Regels opzeggen tijdelijk contract
Door jou als werknemerIs je proeftijd verstreken of heb je geen proeftijd in je tijdelijke contract? Dan kun je het tijdelijke contract alleen eerder opzeggen als die mogelijkheid hierin staat. Je moet dan vaak rekening houden met een opzegtermijn. Deze is 1 maand, tenzij het arbeidscontract of cao een andere opzegtermijn bevat. In dat geval geldt die termijn. Staat de mogelijkheid om tussentijds op te zeggen niet in je tijdelijke contract? Dan kun je als werknemer niet tussentijds opzeggen. Doet je dat toch? Dan kan je werkgever een schadevergoeding van je vragen. Willen beide partijen het contract tussentijds opzeggen? Dan kun je een vaststellingsovereenkomst sluiten, waarin je en je werkgever het contract met wederzijds goedvinden beëindigen. Ook is het mogelijk om in te stemmen met de opzegging door je werkgever. Let wel, zowel bij het sluiten van een vaststellingsovereenkomst als bij het instemmen met de opzegging door je werkgever is het belangrijk om na te gaan dat het arbeidscontract een tussentijdse opzegmogelijkheid bevat.

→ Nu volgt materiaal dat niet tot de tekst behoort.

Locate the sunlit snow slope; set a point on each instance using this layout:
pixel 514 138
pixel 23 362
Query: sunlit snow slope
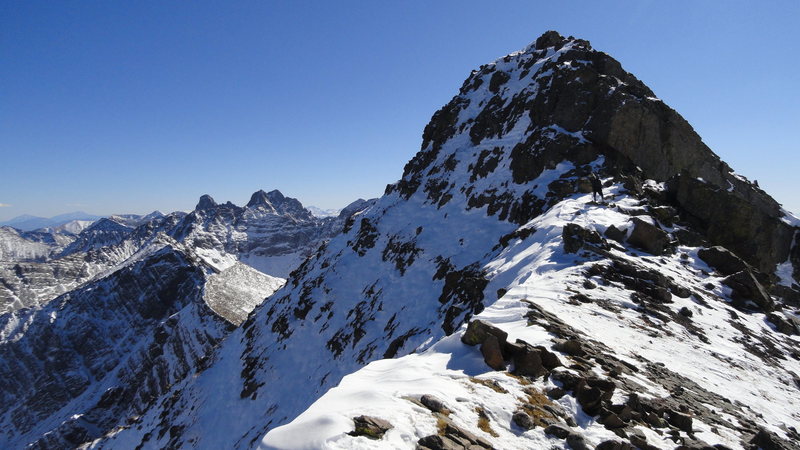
pixel 492 220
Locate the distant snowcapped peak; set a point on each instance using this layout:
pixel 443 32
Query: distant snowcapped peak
pixel 205 202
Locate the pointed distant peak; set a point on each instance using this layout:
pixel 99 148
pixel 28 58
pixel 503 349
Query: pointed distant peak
pixel 276 196
pixel 555 40
pixel 206 202
pixel 259 198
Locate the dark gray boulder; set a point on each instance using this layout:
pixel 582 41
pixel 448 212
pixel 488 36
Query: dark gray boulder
pixel 648 237
pixel 477 330
pixel 722 259
pixel 371 427
pixel 747 288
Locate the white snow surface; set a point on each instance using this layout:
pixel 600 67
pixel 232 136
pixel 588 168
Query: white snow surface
pixel 537 270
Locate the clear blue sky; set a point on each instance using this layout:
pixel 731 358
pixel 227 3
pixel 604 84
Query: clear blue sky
pixel 122 106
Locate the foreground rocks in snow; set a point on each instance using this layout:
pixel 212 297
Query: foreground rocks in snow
pixel 529 360
pixel 452 437
pixel 371 427
pixel 747 288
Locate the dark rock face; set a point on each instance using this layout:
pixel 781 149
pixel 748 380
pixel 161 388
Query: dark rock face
pixel 722 259
pixel 576 237
pixel 747 288
pixel 205 202
pixel 492 354
pixel 478 331
pixel 745 220
pixel 371 427
pixel 648 237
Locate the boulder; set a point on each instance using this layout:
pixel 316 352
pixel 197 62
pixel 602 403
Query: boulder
pixel 523 420
pixel 664 214
pixel 616 234
pixel 572 347
pixel 557 430
pixel 492 353
pixel 680 421
pixel 745 220
pixel 433 403
pixel 584 185
pixel 371 427
pixel 577 442
pixel 614 445
pixel 785 325
pixel 722 259
pixel 590 398
pixel 768 440
pixel 477 330
pixel 746 288
pixel 648 237
pixel 576 237
pixel 529 363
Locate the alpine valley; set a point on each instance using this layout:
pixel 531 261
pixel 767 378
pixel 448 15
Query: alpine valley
pixel 486 300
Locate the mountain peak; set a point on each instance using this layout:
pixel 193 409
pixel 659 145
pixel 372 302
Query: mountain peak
pixel 259 198
pixel 206 202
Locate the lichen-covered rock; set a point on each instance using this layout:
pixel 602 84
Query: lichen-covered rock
pixel 747 288
pixel 492 353
pixel 722 259
pixel 478 330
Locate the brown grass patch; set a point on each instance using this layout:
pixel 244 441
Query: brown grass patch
pixel 441 425
pixel 483 422
pixel 491 384
pixel 534 404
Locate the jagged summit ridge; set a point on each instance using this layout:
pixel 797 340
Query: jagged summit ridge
pixel 658 345
pixel 528 110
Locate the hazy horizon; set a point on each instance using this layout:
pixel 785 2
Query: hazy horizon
pixel 116 108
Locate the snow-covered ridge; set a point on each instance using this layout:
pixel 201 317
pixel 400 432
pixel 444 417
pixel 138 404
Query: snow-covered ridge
pixel 652 324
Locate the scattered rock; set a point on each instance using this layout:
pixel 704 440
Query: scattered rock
pixel 681 421
pixel 571 347
pixel 451 437
pixel 433 403
pixel 747 288
pixel 583 185
pixel 767 440
pixel 371 427
pixel 648 237
pixel 616 234
pixel 557 430
pixel 523 420
pixel 694 444
pixel 576 237
pixel 785 326
pixel 722 259
pixel 555 393
pixel 529 363
pixel 611 421
pixel 665 214
pixel 477 330
pixel 577 441
pixel 492 354
pixel 614 445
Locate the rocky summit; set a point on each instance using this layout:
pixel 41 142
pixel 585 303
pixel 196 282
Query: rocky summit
pixel 487 300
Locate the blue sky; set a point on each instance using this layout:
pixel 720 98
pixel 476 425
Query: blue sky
pixel 127 107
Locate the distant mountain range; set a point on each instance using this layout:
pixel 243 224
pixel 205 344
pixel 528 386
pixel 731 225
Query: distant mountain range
pixel 27 222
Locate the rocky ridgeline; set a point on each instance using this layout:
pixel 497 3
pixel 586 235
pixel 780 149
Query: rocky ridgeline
pixel 272 233
pixel 517 143
pixel 502 174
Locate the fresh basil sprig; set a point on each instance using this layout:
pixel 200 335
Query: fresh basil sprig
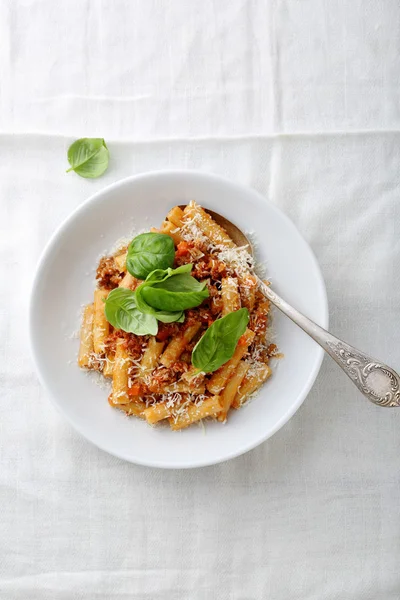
pixel 122 312
pixel 172 290
pixel 178 292
pixel 160 315
pixel 150 251
pixel 88 157
pixel 219 342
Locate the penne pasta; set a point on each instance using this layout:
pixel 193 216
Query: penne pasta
pixel 230 295
pixel 209 408
pixel 86 337
pixel 150 357
pixel 250 384
pixel 248 288
pixel 184 387
pixel 231 389
pixel 109 365
pixel 122 364
pixel 120 261
pixel 220 377
pixel 101 327
pixel 175 216
pixel 157 412
pixel 178 344
pixel 141 380
pixel 171 230
pixel 207 225
pixel 135 407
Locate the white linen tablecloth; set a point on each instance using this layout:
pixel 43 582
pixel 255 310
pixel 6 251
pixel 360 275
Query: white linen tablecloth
pixel 299 99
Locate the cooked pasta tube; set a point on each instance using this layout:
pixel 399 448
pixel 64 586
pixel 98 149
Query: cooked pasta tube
pixel 120 261
pixel 150 357
pixel 178 344
pixel 175 215
pixel 183 387
pixel 250 384
pixel 220 377
pixel 248 288
pixel 207 225
pixel 171 230
pixel 192 413
pixel 230 295
pixel 157 412
pixel 86 337
pixel 122 363
pixel 231 389
pixel 109 365
pixel 135 407
pixel 101 326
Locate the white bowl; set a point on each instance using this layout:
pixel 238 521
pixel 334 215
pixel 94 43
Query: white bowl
pixel 65 281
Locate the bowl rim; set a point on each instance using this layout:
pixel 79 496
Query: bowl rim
pixel 47 250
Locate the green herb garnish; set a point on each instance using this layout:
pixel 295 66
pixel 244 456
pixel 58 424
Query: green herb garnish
pixel 88 157
pixel 148 252
pixel 122 312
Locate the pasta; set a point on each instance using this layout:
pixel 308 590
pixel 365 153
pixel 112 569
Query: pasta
pixel 100 324
pixel 154 377
pixel 86 348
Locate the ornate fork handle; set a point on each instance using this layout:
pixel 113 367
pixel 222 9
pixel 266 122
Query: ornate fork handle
pixel 378 382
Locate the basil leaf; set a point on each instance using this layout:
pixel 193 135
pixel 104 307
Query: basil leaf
pixel 122 312
pixel 219 342
pixel 161 315
pixel 150 251
pixel 88 157
pixel 177 292
pixel 161 274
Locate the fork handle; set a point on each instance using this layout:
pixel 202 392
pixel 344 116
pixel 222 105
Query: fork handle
pixel 378 382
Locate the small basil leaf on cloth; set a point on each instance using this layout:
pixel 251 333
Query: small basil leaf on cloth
pixel 219 342
pixel 88 157
pixel 122 312
pixel 149 252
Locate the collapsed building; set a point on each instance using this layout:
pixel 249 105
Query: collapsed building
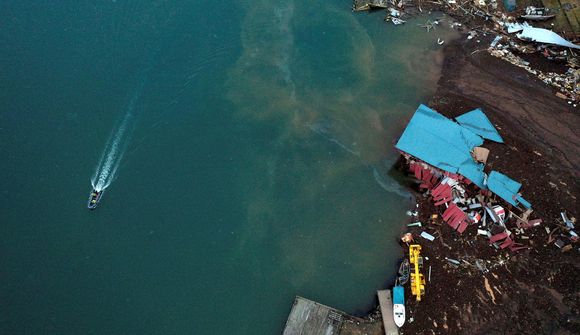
pixel 447 158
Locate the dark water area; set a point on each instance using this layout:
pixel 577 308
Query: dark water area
pixel 255 168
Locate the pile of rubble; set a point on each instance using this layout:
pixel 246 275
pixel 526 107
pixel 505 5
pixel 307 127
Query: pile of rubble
pixel 492 20
pixel 466 205
pixel 568 84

Door je werkgeverJe werkgever kan je tijdelijke contract alleen opzeggen als er in het contract een mogelijkheid staat dat er tussentijds (eerder) kan worden opgezegd. Verder moet er ten minste voldaan zijn aan één van de volgende voorwaarden:
- Je geeft als werknemer toestemming voor die opzegging.
- Er staat een proeftijd in het contract en je werkgever zegt op binnen de proeftijd.
- je werk bestaat uit het nagenoeg uitsluitend huishoudelijke diensten voor je werkgever, en je doet dit minder dan 4 dagen per week.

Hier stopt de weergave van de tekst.